Iraq PM and firebrand cleric Sadr agree to an alliance … but who will lead country?
Alliance increases the chances of forming a government after weeks of political tensions
Iraqi Prime Minister Haider al-Abadi and nationalist cleric Moqtada Sadr have formed an alliance in a bid to create a new government after May polls.
Sadr’s joint list with communists won 54 seats in the legislative elections to become the biggest bloc in Iraq’s 329-seat parliament, while Abadi’s bloc came in third, scooping just 42 seats.
On Saturday Abadi travelled to the Shiite shrine city of Najaf to meet Sadr.
After three hours of talks they issued a joint statement announcing they had set up a coalition.
The statement said their alliance “transcends sectarianism and ethnic” issues “to speed up the formation of the new government and agree on the principles which serve the aspirations of our people”.
A source close to Sadr’s Marching Towards Reform alliance said the thorniest issue was who would fill the post of prime minister in the new government.
Abadi would like to keep the job but is meeting resistance from rivals who beat his bloc in the election.
Saturday’s joint statement did not mention an alliance Sadr formed earlier this month with two other lists, ahead of a manual recount ordered by Iraq’s Supreme Court amid allegations of fraud.
Sadr presents himself as a non-sectarian nationalist opposed to both the United States and Iran’s influence over his country,
Earlier this month Sadr, a former militia leader, reached a coalition agreement with the pro-Iranian former fighters under Hadi al-Ameri, whose list came second in the election with 47 seats.

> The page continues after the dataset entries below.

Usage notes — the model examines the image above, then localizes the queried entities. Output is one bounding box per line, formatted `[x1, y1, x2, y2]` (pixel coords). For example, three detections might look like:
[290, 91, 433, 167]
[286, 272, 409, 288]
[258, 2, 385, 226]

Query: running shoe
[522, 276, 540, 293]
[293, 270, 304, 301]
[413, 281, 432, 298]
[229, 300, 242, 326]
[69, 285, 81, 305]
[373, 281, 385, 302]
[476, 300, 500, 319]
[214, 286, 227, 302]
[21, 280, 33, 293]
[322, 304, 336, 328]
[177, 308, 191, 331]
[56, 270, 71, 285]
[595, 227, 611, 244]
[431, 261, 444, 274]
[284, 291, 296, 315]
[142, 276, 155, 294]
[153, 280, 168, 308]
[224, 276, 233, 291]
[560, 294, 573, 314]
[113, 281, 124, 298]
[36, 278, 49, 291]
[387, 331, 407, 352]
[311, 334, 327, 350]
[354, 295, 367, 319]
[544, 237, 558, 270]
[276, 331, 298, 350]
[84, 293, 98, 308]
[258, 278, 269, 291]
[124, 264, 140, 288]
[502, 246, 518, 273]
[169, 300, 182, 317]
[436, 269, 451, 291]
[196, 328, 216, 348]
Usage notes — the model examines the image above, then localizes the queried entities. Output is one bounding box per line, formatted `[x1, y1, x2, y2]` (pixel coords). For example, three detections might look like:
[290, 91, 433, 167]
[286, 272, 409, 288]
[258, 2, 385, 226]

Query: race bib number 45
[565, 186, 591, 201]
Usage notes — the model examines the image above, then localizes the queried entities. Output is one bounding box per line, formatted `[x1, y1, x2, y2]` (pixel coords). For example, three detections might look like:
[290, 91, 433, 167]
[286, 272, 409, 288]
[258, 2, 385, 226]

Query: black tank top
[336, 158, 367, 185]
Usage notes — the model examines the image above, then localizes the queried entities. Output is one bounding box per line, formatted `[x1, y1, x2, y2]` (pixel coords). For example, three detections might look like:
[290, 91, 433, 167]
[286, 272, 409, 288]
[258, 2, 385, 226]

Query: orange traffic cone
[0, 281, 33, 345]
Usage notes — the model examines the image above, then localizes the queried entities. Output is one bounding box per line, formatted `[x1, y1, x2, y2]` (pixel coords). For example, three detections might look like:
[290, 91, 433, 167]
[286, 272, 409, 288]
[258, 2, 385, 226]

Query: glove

Before that, Sadr formed an alliance with Shiite Ammar al-Hakim’s Al-Hikma list, which won 19 seats, and the secular outgoing vice-president Iyad Allawi, whose list was comprised largely of Sunnis and secured 21 seats.
Iraqis voted on May 12 to elect the country’s 329-member parliament, in the first vote since Baghdad declared victory over Islamic State militants in December.
It marked the first time an electronic voting system was used in Iraq, and was followed by accusations of violations and irregularities in some provinces.
A fire earlier this month at a storage site housing half of Baghdad’s ballot boxes had raised tensions. Security forces said it was deliberate and made arrests but said most ballots were saved. No party has been identified as responsible yet.
The recount will slow down the process as the new parliament and government cannot be formed until the results are officially ratified by Iraq’s Supreme Federal Court.